Неожиданно распахнулись ворота, и оттуда выехала кляча, запряженная в колымагу. Переднее колесо для потехи было овальной формы. Перекатываясь, оно шкандыбило, и телега тоже ковыляла, точно плыла на волнах. На телеге стоял короб с надписью: «Мусорный ящик истории», а в нем, чтобы не упасть, ухватились за края ряженые. Среди них был дьякон в черной рясе, ксендз с распятием, раввин в ермолке и полосатой тоге. За него держался мулла в огромной чалме, намотанной на голову.
— Степка, гляди на Мустая, — указывал Илюша пальцем на муллу. — Мустайчик, здравствуй!

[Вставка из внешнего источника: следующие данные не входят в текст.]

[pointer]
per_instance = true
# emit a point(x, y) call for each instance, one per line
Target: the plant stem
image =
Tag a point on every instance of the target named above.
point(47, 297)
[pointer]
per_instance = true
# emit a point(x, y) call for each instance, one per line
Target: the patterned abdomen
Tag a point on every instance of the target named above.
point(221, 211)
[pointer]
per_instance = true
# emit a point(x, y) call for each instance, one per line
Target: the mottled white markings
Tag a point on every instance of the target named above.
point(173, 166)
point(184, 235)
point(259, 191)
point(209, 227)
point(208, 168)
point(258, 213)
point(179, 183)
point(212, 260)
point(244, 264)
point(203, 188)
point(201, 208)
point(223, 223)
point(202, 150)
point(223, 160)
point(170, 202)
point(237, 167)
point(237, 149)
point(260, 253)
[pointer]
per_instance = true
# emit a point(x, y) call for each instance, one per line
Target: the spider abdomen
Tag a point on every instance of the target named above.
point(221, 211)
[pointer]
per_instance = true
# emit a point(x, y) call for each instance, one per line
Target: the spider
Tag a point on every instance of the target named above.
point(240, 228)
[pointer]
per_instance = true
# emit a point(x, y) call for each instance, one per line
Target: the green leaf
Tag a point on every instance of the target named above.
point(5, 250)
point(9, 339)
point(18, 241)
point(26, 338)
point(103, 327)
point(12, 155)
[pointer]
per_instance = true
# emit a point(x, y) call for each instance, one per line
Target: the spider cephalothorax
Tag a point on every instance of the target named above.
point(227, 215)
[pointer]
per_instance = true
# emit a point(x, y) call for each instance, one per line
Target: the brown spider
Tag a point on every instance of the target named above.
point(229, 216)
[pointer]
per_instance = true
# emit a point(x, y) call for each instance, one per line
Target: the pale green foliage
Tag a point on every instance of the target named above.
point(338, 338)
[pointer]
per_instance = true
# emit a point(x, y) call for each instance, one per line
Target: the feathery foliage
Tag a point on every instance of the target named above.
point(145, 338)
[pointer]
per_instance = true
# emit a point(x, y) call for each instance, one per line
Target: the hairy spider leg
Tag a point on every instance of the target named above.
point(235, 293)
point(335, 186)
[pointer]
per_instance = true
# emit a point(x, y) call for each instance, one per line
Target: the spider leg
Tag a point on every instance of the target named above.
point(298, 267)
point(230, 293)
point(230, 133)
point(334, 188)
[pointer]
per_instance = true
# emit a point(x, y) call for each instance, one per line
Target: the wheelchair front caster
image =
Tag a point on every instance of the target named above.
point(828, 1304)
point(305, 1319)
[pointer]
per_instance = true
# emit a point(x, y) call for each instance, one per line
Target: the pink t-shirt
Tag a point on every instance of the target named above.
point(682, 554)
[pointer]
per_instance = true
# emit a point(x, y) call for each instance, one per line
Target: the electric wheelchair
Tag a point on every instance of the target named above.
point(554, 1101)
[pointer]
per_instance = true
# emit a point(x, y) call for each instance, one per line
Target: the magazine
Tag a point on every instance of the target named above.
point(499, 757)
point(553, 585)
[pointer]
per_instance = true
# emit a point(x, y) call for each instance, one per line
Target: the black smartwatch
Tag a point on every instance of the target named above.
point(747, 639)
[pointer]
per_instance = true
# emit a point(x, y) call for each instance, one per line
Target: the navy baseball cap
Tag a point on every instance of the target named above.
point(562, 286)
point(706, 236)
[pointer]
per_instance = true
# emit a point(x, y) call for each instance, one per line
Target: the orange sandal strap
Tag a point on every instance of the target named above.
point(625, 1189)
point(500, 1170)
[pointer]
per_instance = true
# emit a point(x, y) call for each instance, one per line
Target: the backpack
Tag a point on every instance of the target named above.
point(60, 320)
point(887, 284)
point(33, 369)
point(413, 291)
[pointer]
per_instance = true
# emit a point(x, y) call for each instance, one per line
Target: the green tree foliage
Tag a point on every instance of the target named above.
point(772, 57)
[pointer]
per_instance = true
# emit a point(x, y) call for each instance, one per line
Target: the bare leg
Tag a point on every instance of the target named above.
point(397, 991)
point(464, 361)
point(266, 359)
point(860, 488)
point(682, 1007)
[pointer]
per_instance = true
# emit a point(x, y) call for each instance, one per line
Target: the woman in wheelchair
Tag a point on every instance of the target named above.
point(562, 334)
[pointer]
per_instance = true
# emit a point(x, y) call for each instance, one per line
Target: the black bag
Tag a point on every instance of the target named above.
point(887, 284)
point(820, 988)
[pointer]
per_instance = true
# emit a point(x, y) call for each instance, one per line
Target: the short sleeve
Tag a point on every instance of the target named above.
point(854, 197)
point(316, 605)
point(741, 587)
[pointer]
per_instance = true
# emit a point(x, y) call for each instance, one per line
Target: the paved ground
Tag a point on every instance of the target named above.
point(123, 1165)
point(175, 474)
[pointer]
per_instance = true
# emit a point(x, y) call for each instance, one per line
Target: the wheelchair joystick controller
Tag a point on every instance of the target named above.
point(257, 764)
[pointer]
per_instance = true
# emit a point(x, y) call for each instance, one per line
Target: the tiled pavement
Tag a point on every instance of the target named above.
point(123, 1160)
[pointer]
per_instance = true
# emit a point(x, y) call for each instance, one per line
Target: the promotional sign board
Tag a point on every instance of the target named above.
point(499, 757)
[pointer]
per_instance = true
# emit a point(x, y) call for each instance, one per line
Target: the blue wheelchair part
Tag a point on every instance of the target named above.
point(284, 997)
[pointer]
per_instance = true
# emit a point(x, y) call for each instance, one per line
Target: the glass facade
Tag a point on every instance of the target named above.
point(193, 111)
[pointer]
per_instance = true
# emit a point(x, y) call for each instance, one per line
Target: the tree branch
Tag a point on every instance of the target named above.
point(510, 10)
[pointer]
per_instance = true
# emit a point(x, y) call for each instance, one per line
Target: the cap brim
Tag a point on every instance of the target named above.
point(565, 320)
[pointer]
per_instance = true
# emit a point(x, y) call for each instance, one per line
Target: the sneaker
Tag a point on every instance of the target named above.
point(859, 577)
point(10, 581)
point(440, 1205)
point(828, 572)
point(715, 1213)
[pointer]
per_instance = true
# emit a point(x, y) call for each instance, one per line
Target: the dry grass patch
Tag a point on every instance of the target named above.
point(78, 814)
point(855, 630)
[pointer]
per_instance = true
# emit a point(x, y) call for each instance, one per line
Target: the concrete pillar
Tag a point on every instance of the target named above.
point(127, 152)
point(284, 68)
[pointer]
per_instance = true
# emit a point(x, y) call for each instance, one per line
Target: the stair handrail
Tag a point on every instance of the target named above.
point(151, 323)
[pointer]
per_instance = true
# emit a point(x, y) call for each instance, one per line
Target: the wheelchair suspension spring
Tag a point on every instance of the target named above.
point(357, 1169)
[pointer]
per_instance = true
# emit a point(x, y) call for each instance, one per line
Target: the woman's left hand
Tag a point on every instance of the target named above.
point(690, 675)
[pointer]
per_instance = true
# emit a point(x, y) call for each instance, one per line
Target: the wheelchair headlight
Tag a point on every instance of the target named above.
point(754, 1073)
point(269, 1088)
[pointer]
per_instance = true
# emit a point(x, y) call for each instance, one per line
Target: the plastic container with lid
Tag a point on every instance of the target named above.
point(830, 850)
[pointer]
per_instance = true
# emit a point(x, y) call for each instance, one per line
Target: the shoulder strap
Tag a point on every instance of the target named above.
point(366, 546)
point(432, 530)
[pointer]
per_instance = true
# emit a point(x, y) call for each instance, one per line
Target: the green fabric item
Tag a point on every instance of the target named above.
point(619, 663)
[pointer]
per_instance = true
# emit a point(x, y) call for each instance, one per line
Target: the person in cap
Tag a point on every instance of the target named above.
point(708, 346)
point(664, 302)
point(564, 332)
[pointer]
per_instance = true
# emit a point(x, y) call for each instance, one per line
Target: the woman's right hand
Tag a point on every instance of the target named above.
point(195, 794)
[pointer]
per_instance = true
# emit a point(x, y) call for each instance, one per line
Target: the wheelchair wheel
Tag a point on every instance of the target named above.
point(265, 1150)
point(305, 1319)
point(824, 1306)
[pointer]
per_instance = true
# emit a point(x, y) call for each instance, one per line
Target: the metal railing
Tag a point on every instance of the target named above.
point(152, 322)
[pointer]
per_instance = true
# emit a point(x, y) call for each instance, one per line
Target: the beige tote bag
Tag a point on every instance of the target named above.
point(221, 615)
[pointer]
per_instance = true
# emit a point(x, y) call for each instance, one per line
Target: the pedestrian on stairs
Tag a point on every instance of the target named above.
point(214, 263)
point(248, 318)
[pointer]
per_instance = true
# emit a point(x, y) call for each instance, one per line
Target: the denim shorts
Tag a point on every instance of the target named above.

Но Мустай не обращал ни на кого внимания, поглощенный своей необычайной ролью.
В центре ящика сидел Будда. Скрестив руки на животе, он вращал пальцами и таращил глаза на людей. По черным глазам Илюша догадался, что Буддой нарядилась Фрида.
Улицы заполнили толпы зевак. Над колонной колыхались разрисованные хоругви, покачивались боги с зелеными глазами.
По примеру Мити Азарова кое-кто из комсомольцев приспособил под кадила консервные банки. Дым от самодельных курильниц поднимался над толпой. Факельщики размахивали шестами с горящей паклей, вызывали веселый переполох.
А комсомолия в ожидании митинга горланила песни:
От зари до зари
Все горят фонари,
Комсомольцы толпой собираются.
Вот так штука, ха-ха-ха,
Собираются!
— Ну и выдумщики эти комсомольцы, бесстыдники! — ворчали обыватели.